The incidence of thyroid cancer has been increasing globally over the past three decades and affects around 5 to 6% of men and women. Differentiated thyroid cancer (DTC) , which includes papillary and follicular histologies, is the most common type, accounting for over 90% of all thyroid cancers. Although radioactive iodine therapy is effective for a large proportion of patients with DTC, unfortunately around 5 to 15% of patients become refractory to therapy, prompting the need for alternatives.
Apatinib is a small-molecule angiogenesis inhibitor which suppresses vascular endothelial growth factor (VEGF) signalling. The value of apatinib therapy in radioactive iodine-refractory DTC has been examined in two small studies. In the first including 10 patients, the drug was described as a promising therapy, whereas in the second, dosing schedule study, undertaken with 20 patients, the drug produced a similar efficacy with both doses.

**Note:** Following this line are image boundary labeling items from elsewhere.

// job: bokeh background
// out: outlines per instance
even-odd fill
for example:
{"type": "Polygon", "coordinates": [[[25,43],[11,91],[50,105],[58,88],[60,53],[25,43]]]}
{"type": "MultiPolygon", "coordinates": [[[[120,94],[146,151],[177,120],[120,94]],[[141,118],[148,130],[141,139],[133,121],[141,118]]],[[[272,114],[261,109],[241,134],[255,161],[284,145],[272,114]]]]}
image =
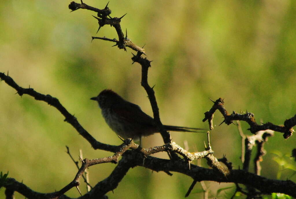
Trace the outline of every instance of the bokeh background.
{"type": "MultiPolygon", "coordinates": [[[[107,2],[85,3],[102,9],[107,2]]],[[[152,115],[140,85],[140,67],[131,65],[130,49],[120,50],[102,41],[91,43],[92,36],[117,38],[115,30],[106,26],[96,35],[97,21],[91,16],[95,13],[81,9],[70,13],[70,2],[11,0],[0,4],[0,72],[9,71],[20,86],[30,85],[57,98],[97,140],[119,145],[121,141],[89,98],[112,89],[152,115]]],[[[295,114],[295,1],[128,0],[111,1],[109,7],[112,17],[127,13],[123,30],[127,28],[129,38],[139,46],[146,44],[147,58],[153,60],[148,81],[155,85],[163,123],[208,128],[202,120],[213,104],[208,98],[224,98],[230,113],[247,110],[258,122],[282,124],[295,114]]],[[[84,158],[112,155],[92,150],[54,108],[15,92],[0,83],[0,171],[9,171],[9,177],[33,190],[53,192],[69,183],[77,172],[65,145],[78,160],[80,149],[84,158]]],[[[215,155],[226,154],[234,168],[241,168],[237,127],[218,126],[223,120],[219,113],[215,114],[211,133],[215,155]]],[[[248,125],[242,124],[244,132],[250,135],[248,125]]],[[[172,136],[190,151],[204,149],[205,134],[172,132],[172,136]]],[[[143,146],[160,145],[162,140],[160,135],[153,135],[144,139],[143,146]]],[[[262,175],[296,181],[295,162],[289,158],[295,146],[295,135],[286,140],[276,132],[265,145],[262,175]]],[[[165,153],[155,156],[167,158],[165,153]]],[[[207,166],[204,160],[201,164],[207,166]]],[[[106,177],[115,166],[90,168],[91,184],[106,177]]],[[[138,167],[107,195],[110,198],[182,198],[192,181],[178,173],[169,177],[138,167]]],[[[206,185],[217,198],[229,198],[234,191],[217,195],[219,189],[234,185],[206,185]]],[[[188,198],[202,197],[201,190],[197,184],[188,198]]],[[[0,190],[0,198],[4,191],[0,190]]],[[[67,195],[79,196],[75,188],[67,195]]]]}

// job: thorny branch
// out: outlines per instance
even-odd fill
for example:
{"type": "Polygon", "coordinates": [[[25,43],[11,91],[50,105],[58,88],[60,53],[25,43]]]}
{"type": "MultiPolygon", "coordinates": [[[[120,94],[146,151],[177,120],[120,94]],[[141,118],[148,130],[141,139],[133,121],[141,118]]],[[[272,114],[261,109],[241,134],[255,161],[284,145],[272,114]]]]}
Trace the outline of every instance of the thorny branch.
{"type": "Polygon", "coordinates": [[[137,52],[144,53],[144,49],[138,46],[128,38],[127,31],[126,31],[125,37],[124,37],[123,33],[122,32],[120,25],[120,22],[121,19],[126,14],[125,14],[120,17],[111,17],[110,16],[111,14],[111,11],[108,7],[108,4],[109,2],[103,9],[100,9],[90,6],[83,2],[81,2],[81,4],[78,4],[72,1],[69,5],[69,9],[72,10],[71,12],[82,8],[91,10],[97,13],[97,17],[93,15],[94,17],[98,20],[98,23],[99,23],[99,28],[96,32],[97,33],[102,27],[105,25],[110,25],[111,27],[113,26],[115,28],[118,38],[118,40],[117,40],[116,39],[108,39],[104,37],[92,37],[92,40],[98,39],[112,41],[116,43],[116,44],[113,46],[117,46],[120,49],[123,49],[125,51],[126,51],[126,47],[127,46],[137,52]]]}
{"type": "Polygon", "coordinates": [[[229,125],[232,124],[234,120],[244,121],[250,125],[250,128],[248,130],[253,134],[256,134],[257,132],[260,131],[269,129],[284,133],[284,138],[287,139],[292,136],[295,131],[293,127],[296,125],[296,115],[290,119],[285,120],[284,126],[277,126],[271,122],[267,122],[260,125],[256,122],[254,118],[254,114],[252,113],[247,111],[245,114],[242,114],[234,111],[232,114],[229,115],[224,107],[224,100],[219,98],[213,102],[214,105],[211,109],[205,113],[205,118],[202,120],[204,122],[208,120],[211,130],[214,128],[213,126],[214,114],[216,110],[218,109],[224,117],[224,120],[221,124],[225,123],[229,125]]]}
{"type": "MultiPolygon", "coordinates": [[[[60,190],[54,193],[43,194],[36,192],[15,179],[9,178],[9,183],[5,186],[7,189],[5,194],[7,198],[13,195],[14,191],[16,191],[29,198],[68,198],[68,197],[63,194],[70,189],[79,185],[80,178],[86,168],[98,164],[107,162],[118,164],[108,177],[98,183],[90,191],[80,198],[93,198],[95,196],[96,198],[104,197],[105,196],[104,195],[106,193],[116,187],[130,168],[137,166],[144,166],[157,172],[163,171],[170,175],[172,175],[170,172],[175,172],[190,177],[193,179],[194,182],[186,194],[187,195],[190,193],[197,182],[211,180],[219,182],[234,182],[242,184],[257,189],[261,192],[261,193],[269,194],[272,192],[278,192],[296,196],[296,193],[294,191],[296,189],[296,184],[290,180],[269,179],[249,173],[245,170],[232,169],[231,163],[228,163],[226,158],[224,157],[218,160],[213,156],[213,152],[211,148],[209,142],[208,146],[206,147],[205,151],[194,153],[188,152],[174,142],[172,142],[169,133],[163,129],[160,121],[153,87],[151,87],[148,82],[148,71],[149,67],[151,67],[150,63],[152,61],[141,56],[143,54],[145,54],[144,49],[136,45],[128,38],[127,31],[125,37],[121,30],[120,22],[125,14],[119,18],[112,17],[110,15],[111,11],[108,7],[108,4],[104,9],[100,9],[84,3],[82,0],[81,1],[81,4],[74,1],[71,2],[69,5],[69,8],[72,11],[81,8],[97,12],[97,17],[93,16],[98,21],[99,27],[98,31],[105,25],[109,25],[115,27],[118,36],[118,40],[104,37],[92,37],[93,40],[99,39],[114,42],[116,43],[115,46],[118,46],[120,49],[123,48],[126,50],[126,47],[128,46],[137,52],[136,55],[133,54],[133,56],[132,58],[133,63],[137,62],[142,67],[141,85],[148,95],[153,111],[155,124],[160,130],[165,144],[159,147],[144,149],[140,147],[130,139],[125,140],[123,143],[118,146],[109,145],[98,142],[84,129],[76,119],[67,111],[57,98],[49,95],[45,95],[38,93],[32,88],[23,88],[19,86],[8,75],[6,75],[4,73],[0,73],[0,78],[1,80],[4,80],[7,83],[15,89],[17,93],[20,96],[24,94],[28,94],[34,97],[36,100],[44,101],[56,108],[65,117],[65,121],[72,125],[80,135],[88,141],[94,148],[105,150],[115,153],[112,156],[108,157],[94,160],[84,159],[73,180],[60,190]],[[132,150],[129,150],[129,149],[132,150]],[[161,159],[149,156],[156,153],[164,151],[176,153],[180,155],[184,159],[181,159],[175,153],[172,153],[174,158],[170,160],[161,159]],[[120,156],[122,156],[122,158],[118,161],[120,156]],[[209,165],[213,169],[205,169],[194,165],[190,166],[191,161],[203,157],[207,158],[209,165]],[[227,168],[222,167],[219,163],[219,160],[225,164],[227,168]]],[[[253,115],[252,114],[247,113],[243,115],[234,112],[231,115],[229,115],[224,107],[223,103],[223,100],[220,98],[215,102],[214,105],[209,111],[205,113],[205,117],[203,121],[205,122],[207,119],[208,120],[211,130],[213,128],[213,119],[214,113],[217,109],[218,109],[224,117],[223,122],[229,125],[234,120],[245,121],[251,127],[249,130],[254,134],[259,130],[258,129],[270,129],[284,133],[284,137],[287,138],[292,135],[294,132],[292,127],[296,124],[296,115],[287,120],[284,127],[277,126],[270,123],[260,125],[255,122],[253,115]]],[[[266,140],[264,140],[262,142],[264,142],[266,140]]],[[[262,146],[263,147],[263,145],[262,146]]],[[[260,156],[264,154],[264,151],[261,150],[258,153],[259,155],[258,156],[259,158],[260,156]]]]}

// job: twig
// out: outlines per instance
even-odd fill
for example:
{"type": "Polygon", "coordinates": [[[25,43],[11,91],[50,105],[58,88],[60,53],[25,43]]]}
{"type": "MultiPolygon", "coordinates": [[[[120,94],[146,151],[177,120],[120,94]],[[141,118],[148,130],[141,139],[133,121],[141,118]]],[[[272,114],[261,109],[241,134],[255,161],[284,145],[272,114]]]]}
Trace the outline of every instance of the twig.
{"type": "Polygon", "coordinates": [[[229,125],[232,124],[234,120],[244,121],[250,126],[250,128],[248,130],[253,134],[256,134],[257,132],[260,131],[269,129],[284,133],[284,137],[287,139],[292,136],[295,131],[293,127],[296,125],[296,115],[294,117],[286,120],[284,122],[283,126],[277,126],[271,122],[267,122],[262,125],[259,125],[255,121],[254,114],[252,113],[247,111],[245,114],[242,114],[234,111],[231,114],[229,115],[224,108],[224,100],[219,98],[215,101],[214,105],[210,111],[205,113],[205,118],[202,120],[202,121],[205,122],[208,120],[210,130],[212,130],[213,129],[213,119],[214,114],[216,110],[218,109],[224,117],[224,120],[221,124],[225,123],[227,125],[229,125]]]}

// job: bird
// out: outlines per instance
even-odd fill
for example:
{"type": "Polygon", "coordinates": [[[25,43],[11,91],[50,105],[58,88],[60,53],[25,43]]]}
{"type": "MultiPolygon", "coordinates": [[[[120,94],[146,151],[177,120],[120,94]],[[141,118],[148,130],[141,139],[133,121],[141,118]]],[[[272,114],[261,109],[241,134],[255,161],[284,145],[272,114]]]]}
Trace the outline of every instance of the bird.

Based on these preliminary studies, the Chinese team, decided to undertake a randomised, double-blind, placebo trial of apatinib in patients with progressive, locally advanced or metastatic radioactive iodine-refractory DTC. The REALITY trial was conducted in adults (18 years and over) and the inclusion criteria were those whose target lesion had lost iodine uptake function, where the lesion had progressed within 12 months after radioactive iodine treatment. In addition, iodine refractory patients receiving chemotherapy or radiotherapy, at least one month prior to the first use of study treatment were also included. Participants were randomised 1:1 to apatinib, given at a dose of 500 mg once daily until disease progression or intolerable side-effects developed or matching placebo. Tumour assessment was performed with CT or MRI imaging and the primary endpoint was investigator assessed progression-free survival (PFS), which was defined as the time from randomisation to disease progression or death from any cause. Secondary endpoints included overall survival (OR) and the objective response rate (ORR).
A total of 92 patients with a mean age of 57.7 years (60.9% female) were randomised to apatinib therapy or placebo.
With a median follow-up time of 18.1 months, the median PFS was 22.2 months in the apatinib group and 4.5 months in the placebo group (hazard ratio, HR = 0.26, 95% CI 0.14 – 0.47). The 12-month PFS rate was 60.3% for apatinib compared to 12.4% in the placebo arm although this decreased to 37.2% and 4.1% (apatinib vs placebo). The ORR was 54.3% for apatinib compared to 2.2% (placebo) and the overall 12-month survival rate was 95.4% vs 79.7% (apatinib vs placebo).
In terms of safety, the most common adverse event (grade 3 or higher) was hypertension (34.8%), hand-foot syndrome (17.4%) and proteinuria (15.2%) and none of these effects were observed in the placebo group.
The authors concluded that apatinib therapy significantly improved PFS and suggested that it should be considered as a new treatment for patients with radioactive iodine-refractory DTC.